Employers have been cautioned against attaching little value to complaints filed by their employees to labour inspectors at districts, saying that many prefer to send lawyers.
This was said during a meeting held Tuesday held at City Hall in Kigali during which the Labour Inspector in charge of Nyarugenge District, Evelyn Nyirahakuzimana, said that a lot of money and time on the part of the petitioner is lost in such gymnastics.
"In most cases, the lawyers are only interested in accumulating billable hours so the longer the case takes the more money they are making; when they come to us, they are arrogant and uncooperative and issues end up in courts,” she said.
In most cases, she said, the issue is actually a simple one that could have been settled there and then had the employer made time to attend the meeting with the inspectors.
The inspectors are deployed to adjudicate disputes between employers and employees in their respective jurisdictions to avoid unnecessary battles before courts of law.
Some of the major issues that the inspectors receive, according to them came from unfair terms of recruiting, employment and dismissal of employers.
The meeting brought together different representatives of staff and employers in different outlets with large workforce including banks, hotels among other businesses.
Employers were mainly represented by human resources managers.
The meeting was held to purposely breakdown the labour code in Rwanda as many employers were always at loggerheads with their employees, just because they lacked a clearer understanding of the legislation.
Terms and conditions under which an employee can be fired were discussed and many employees present were happy to know for the first time that one can for instance not be fired without prior written warnings unless the offence committed calls for immediate dismissal.
Nyirahakuzimana said that the importance of the written warnings given to the reprimanded employees become useful records to the labour inspectors in case they are called in to intervene where there has been a dispute.

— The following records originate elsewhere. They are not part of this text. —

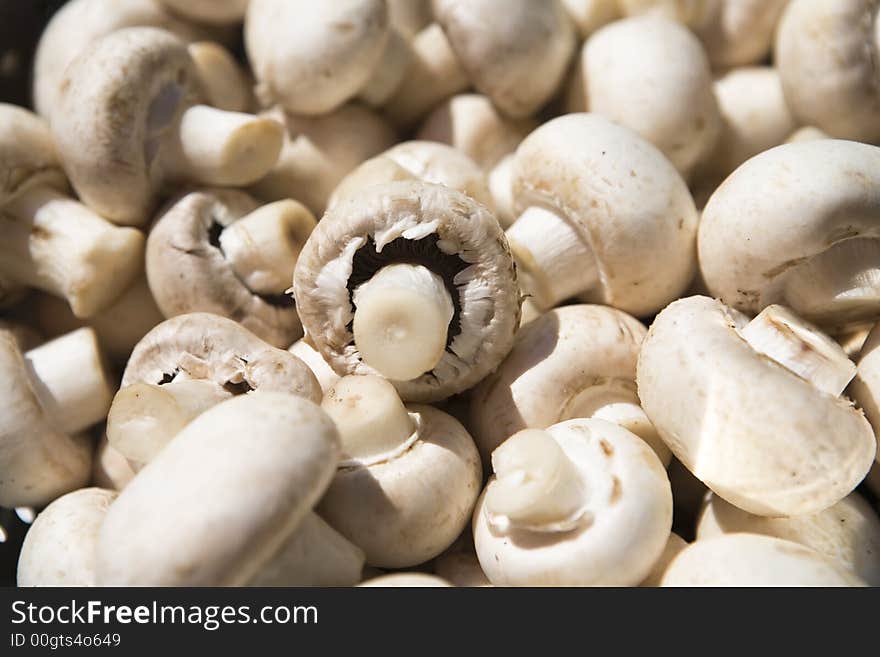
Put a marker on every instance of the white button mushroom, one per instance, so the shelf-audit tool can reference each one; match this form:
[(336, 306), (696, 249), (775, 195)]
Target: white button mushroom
[(753, 409), (582, 503), (127, 122), (59, 548), (408, 478), (603, 216), (573, 362), (753, 560), (386, 266)]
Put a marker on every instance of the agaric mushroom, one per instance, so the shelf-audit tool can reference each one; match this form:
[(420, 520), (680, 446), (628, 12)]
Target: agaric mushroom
[(783, 443), (408, 478), (51, 241), (59, 548), (604, 216), (218, 251), (127, 123), (753, 560), (651, 75), (846, 533), (319, 151), (418, 160), (518, 62), (826, 53), (53, 393), (237, 481), (798, 225), (411, 280), (573, 362), (582, 503)]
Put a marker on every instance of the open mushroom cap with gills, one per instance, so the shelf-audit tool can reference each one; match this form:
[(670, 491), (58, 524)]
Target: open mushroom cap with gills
[(408, 478), (53, 393), (418, 160), (603, 216), (798, 225), (753, 408), (60, 547), (128, 122), (581, 503), (753, 560), (51, 241), (573, 362), (219, 251), (413, 281)]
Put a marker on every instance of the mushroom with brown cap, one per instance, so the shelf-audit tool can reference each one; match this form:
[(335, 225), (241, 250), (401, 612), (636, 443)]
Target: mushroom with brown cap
[(581, 503), (753, 560), (411, 280), (603, 216), (408, 478), (218, 251), (518, 62), (59, 548), (753, 409), (798, 225), (572, 362), (128, 122), (51, 241), (53, 393)]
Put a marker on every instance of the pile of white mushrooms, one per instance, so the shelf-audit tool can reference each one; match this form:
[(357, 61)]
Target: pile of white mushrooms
[(450, 292)]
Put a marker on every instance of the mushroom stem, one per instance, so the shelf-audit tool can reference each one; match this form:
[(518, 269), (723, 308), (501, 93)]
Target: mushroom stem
[(263, 246), (401, 321), (554, 259), (144, 417), (222, 148), (839, 285), (536, 485), (372, 421), (58, 245), (69, 380), (801, 348)]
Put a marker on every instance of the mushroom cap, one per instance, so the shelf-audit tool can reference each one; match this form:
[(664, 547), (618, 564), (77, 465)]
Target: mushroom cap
[(408, 509), (554, 357), (205, 346), (626, 199), (753, 560), (37, 461), (59, 548), (312, 58), (754, 432), (188, 271), (846, 533), (627, 521), (826, 53), (426, 161), (781, 208), (514, 51), (224, 495), (417, 223)]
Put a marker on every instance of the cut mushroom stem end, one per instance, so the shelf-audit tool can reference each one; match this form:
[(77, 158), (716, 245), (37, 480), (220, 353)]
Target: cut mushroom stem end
[(401, 321)]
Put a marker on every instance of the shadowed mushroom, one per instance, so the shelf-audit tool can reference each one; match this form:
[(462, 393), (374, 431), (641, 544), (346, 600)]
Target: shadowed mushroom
[(582, 503), (408, 478), (602, 216), (217, 251), (128, 122), (753, 409), (51, 241), (573, 362), (59, 548), (753, 560), (798, 225), (411, 280)]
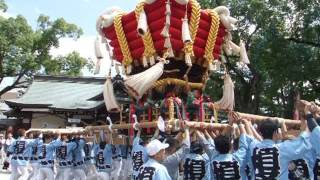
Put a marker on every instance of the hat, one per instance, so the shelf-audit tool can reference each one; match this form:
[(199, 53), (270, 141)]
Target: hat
[(155, 146)]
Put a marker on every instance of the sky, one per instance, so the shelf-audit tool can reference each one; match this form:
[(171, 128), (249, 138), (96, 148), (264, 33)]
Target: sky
[(83, 13)]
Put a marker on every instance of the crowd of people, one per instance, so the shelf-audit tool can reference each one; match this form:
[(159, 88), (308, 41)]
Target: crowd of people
[(241, 151)]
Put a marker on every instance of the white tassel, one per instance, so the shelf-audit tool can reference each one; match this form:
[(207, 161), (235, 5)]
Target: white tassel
[(227, 49), (150, 1), (168, 19), (215, 66), (108, 95), (144, 61), (188, 60), (212, 120), (171, 53), (227, 100), (222, 10), (101, 134), (233, 20), (165, 32), (234, 47), (168, 7), (243, 53), (228, 21), (186, 37), (167, 43), (110, 123), (117, 69), (152, 60), (129, 69), (142, 24), (98, 48), (225, 21), (182, 2), (97, 68), (161, 124), (138, 84), (136, 123)]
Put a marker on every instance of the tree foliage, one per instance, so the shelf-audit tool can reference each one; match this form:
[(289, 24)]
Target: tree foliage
[(283, 42), (25, 51)]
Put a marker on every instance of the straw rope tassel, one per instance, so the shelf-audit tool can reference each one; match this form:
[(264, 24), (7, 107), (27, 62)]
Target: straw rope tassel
[(127, 57), (193, 29), (149, 49)]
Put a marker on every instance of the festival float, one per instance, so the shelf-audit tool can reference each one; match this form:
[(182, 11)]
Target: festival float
[(162, 54)]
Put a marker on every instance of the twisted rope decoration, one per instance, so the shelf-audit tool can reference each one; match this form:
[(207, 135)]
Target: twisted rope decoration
[(215, 22), (149, 49), (193, 26), (127, 58)]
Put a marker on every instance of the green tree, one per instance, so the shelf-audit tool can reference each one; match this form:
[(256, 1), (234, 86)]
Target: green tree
[(3, 6), (25, 52), (70, 65), (283, 42)]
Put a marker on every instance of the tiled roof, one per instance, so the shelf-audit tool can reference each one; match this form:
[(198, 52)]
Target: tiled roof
[(62, 93)]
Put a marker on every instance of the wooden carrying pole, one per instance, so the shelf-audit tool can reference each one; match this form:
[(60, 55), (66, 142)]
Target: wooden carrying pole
[(256, 118), (173, 123)]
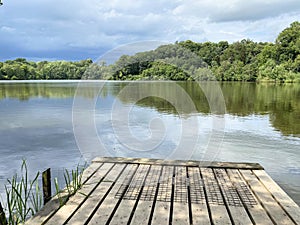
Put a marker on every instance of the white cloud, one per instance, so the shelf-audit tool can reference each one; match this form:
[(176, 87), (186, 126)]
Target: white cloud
[(34, 26)]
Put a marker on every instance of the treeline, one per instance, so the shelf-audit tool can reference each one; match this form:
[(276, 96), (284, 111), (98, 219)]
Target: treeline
[(244, 60), (240, 61), (21, 69)]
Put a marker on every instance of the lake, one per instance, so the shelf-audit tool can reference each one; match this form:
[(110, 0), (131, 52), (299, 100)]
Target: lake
[(61, 124)]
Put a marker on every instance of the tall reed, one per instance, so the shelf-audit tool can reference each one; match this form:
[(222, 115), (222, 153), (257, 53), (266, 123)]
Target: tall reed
[(23, 196)]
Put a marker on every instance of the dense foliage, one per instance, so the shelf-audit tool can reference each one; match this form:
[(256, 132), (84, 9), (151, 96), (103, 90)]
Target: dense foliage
[(244, 60), (20, 69)]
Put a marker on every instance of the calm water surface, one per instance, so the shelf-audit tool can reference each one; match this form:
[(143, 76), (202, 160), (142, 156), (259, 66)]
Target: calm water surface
[(261, 124)]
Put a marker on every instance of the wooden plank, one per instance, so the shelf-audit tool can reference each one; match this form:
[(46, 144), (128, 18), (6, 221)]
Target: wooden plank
[(125, 208), (200, 213), (105, 210), (285, 201), (232, 199), (89, 172), (219, 214), (257, 212), (162, 206), (180, 205), (54, 204), (143, 210), (204, 164), (89, 205), (271, 206), (71, 206)]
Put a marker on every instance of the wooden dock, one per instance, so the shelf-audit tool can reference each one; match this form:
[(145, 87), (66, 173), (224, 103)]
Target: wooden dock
[(148, 191)]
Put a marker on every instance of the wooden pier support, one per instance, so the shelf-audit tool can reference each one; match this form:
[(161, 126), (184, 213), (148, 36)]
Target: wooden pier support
[(46, 178), (149, 191)]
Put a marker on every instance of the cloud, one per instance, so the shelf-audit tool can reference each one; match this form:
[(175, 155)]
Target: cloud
[(81, 29)]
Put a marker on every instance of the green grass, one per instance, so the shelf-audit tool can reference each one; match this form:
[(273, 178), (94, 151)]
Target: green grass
[(24, 196)]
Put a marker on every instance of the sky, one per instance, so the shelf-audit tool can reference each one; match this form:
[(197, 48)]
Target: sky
[(74, 30)]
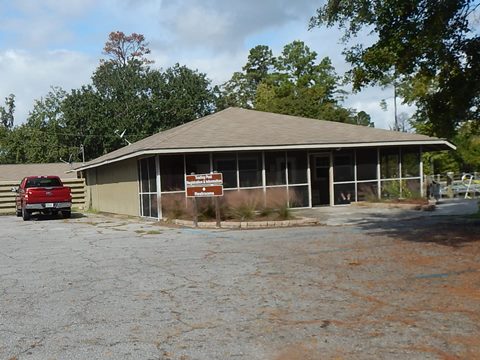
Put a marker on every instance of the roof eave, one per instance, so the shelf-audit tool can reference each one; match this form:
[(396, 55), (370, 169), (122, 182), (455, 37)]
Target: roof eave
[(429, 145)]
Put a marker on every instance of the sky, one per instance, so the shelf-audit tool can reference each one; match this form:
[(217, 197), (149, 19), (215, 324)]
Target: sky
[(45, 43)]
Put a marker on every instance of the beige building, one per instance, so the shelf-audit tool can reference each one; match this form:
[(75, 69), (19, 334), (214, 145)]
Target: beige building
[(308, 162)]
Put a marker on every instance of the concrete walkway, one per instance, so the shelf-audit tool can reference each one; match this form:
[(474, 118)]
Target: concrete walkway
[(358, 214)]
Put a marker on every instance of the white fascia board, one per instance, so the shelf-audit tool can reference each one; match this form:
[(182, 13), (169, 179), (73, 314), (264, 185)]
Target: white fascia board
[(265, 148)]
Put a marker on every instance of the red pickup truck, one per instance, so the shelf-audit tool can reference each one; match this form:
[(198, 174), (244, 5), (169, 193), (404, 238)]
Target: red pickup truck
[(45, 194)]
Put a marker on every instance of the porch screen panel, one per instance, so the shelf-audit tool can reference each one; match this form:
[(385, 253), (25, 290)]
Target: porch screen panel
[(389, 163), (297, 167), (410, 163), (343, 163), (250, 169), (148, 187), (226, 163), (366, 164), (172, 173), (275, 168), (197, 164)]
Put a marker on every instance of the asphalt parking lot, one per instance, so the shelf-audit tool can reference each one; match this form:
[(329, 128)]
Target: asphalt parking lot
[(95, 287)]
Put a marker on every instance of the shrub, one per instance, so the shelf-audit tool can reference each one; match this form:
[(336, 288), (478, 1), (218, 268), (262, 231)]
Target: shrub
[(284, 212)]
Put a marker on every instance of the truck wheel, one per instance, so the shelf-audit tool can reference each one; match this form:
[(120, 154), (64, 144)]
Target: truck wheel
[(26, 214)]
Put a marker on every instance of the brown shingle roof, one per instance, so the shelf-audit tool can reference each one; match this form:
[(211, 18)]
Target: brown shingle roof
[(243, 129), (18, 171)]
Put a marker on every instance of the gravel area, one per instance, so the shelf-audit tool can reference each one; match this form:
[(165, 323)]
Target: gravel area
[(95, 287)]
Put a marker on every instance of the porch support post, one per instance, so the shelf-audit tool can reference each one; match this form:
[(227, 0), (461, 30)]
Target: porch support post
[(264, 180), (309, 178), (159, 188), (422, 192), (379, 183), (330, 180)]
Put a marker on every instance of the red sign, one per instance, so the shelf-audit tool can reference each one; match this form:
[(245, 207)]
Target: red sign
[(204, 185)]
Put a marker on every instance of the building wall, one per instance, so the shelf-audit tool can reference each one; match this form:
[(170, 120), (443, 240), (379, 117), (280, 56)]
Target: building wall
[(114, 188)]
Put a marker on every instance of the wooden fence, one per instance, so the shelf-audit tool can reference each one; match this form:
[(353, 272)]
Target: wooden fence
[(7, 197)]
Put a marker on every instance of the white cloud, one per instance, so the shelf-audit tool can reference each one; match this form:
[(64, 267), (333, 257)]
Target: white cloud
[(30, 76), (213, 36)]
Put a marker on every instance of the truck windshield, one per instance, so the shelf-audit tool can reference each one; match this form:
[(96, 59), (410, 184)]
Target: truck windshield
[(42, 182)]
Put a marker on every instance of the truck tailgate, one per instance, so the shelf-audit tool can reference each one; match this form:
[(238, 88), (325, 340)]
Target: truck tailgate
[(48, 194)]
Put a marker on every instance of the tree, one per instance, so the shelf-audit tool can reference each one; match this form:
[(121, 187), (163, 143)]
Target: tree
[(427, 46), (123, 49), (241, 89), (299, 85), (7, 111), (43, 137)]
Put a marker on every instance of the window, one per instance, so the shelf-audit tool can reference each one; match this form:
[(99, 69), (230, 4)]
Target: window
[(275, 168), (389, 163), (297, 167), (227, 165), (250, 169), (197, 164), (172, 173), (298, 196), (410, 163), (343, 166), (366, 164), (148, 187)]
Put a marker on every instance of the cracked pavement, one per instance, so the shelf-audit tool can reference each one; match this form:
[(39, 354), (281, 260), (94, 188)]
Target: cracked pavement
[(106, 287)]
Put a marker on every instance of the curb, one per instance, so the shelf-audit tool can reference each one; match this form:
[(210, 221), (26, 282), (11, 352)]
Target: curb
[(248, 224)]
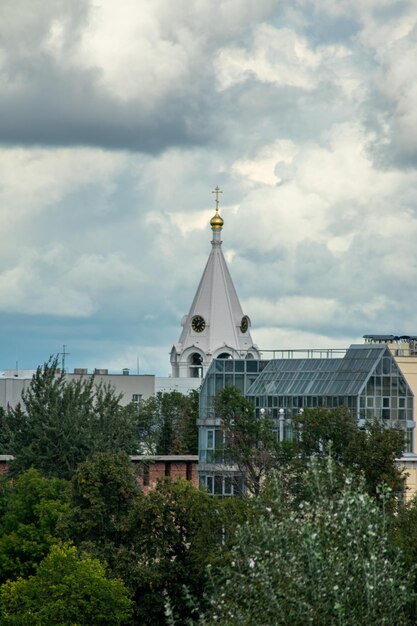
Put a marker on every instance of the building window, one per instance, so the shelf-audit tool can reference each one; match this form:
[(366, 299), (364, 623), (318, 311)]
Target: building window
[(189, 471), (146, 474)]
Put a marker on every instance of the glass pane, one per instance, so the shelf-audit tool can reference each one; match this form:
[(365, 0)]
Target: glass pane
[(218, 485), (210, 439)]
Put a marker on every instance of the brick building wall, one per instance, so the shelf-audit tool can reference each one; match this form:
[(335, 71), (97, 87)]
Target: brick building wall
[(152, 468)]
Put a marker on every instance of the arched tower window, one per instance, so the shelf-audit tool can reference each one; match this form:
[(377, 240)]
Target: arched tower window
[(196, 365)]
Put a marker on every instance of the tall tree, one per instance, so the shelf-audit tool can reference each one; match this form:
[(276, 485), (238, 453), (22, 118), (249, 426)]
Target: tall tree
[(61, 423), (31, 509)]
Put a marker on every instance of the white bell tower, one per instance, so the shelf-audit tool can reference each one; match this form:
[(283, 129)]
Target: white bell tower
[(215, 326)]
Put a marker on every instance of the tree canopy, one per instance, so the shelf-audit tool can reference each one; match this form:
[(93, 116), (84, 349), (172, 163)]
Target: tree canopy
[(60, 423), (67, 589)]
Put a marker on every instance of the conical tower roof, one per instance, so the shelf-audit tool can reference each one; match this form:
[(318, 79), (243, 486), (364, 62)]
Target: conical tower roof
[(215, 324)]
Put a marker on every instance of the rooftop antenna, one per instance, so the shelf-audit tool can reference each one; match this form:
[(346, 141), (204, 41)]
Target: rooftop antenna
[(63, 354)]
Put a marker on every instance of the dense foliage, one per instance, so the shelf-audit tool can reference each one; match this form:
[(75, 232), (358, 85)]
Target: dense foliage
[(328, 559), (319, 541), (61, 423), (67, 589)]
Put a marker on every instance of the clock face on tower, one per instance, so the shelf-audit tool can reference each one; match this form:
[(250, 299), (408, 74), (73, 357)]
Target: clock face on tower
[(198, 324), (244, 324)]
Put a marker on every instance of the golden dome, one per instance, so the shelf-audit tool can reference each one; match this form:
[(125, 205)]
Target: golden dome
[(216, 221)]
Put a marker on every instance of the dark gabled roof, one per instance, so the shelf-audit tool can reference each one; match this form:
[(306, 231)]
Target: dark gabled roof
[(320, 377)]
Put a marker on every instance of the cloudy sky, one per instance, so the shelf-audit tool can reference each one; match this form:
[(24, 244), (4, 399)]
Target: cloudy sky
[(117, 119)]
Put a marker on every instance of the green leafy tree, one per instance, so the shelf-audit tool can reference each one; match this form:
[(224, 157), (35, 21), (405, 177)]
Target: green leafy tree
[(67, 590), (178, 530), (61, 423), (374, 451), (168, 423), (328, 560), (32, 508), (104, 494)]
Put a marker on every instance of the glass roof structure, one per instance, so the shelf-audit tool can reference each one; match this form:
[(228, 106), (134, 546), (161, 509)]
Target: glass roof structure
[(367, 380), (319, 377)]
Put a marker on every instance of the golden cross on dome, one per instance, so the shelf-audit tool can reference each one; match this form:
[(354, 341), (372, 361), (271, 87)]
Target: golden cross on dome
[(217, 191)]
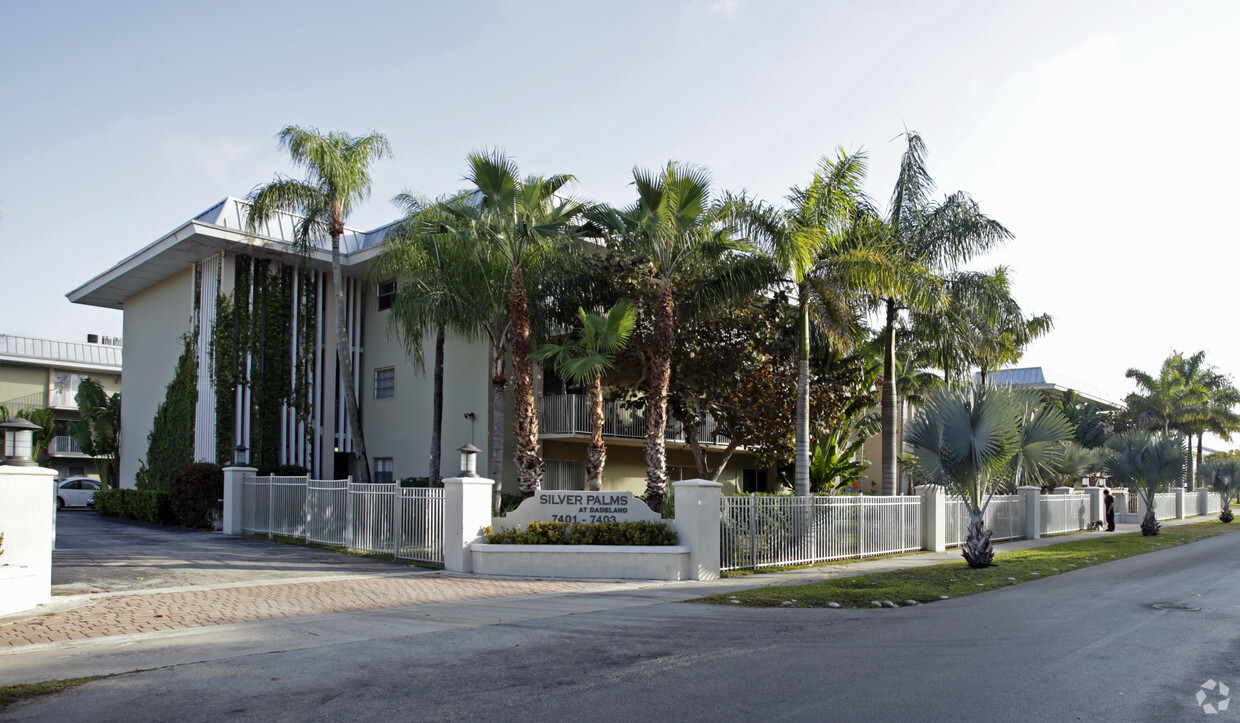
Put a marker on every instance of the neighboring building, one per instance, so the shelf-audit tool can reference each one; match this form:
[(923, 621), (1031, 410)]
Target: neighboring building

However, Francois Ntakiyimana, the Secretary General of COTRAF, a workers’ union said that there is still a very big issue when it comes to implementing this law however much a lot has been done.
He noted that the fact that there was still a challenge of the lack of a minimum wage that is in tandem with the prevailing standard of living was in itself a major challenge in as regards safeguarding the rights of employees.
The last time Rwanda had a minimum wage was close to 50 years back, which set it at Frw100 which is no longer applicable today.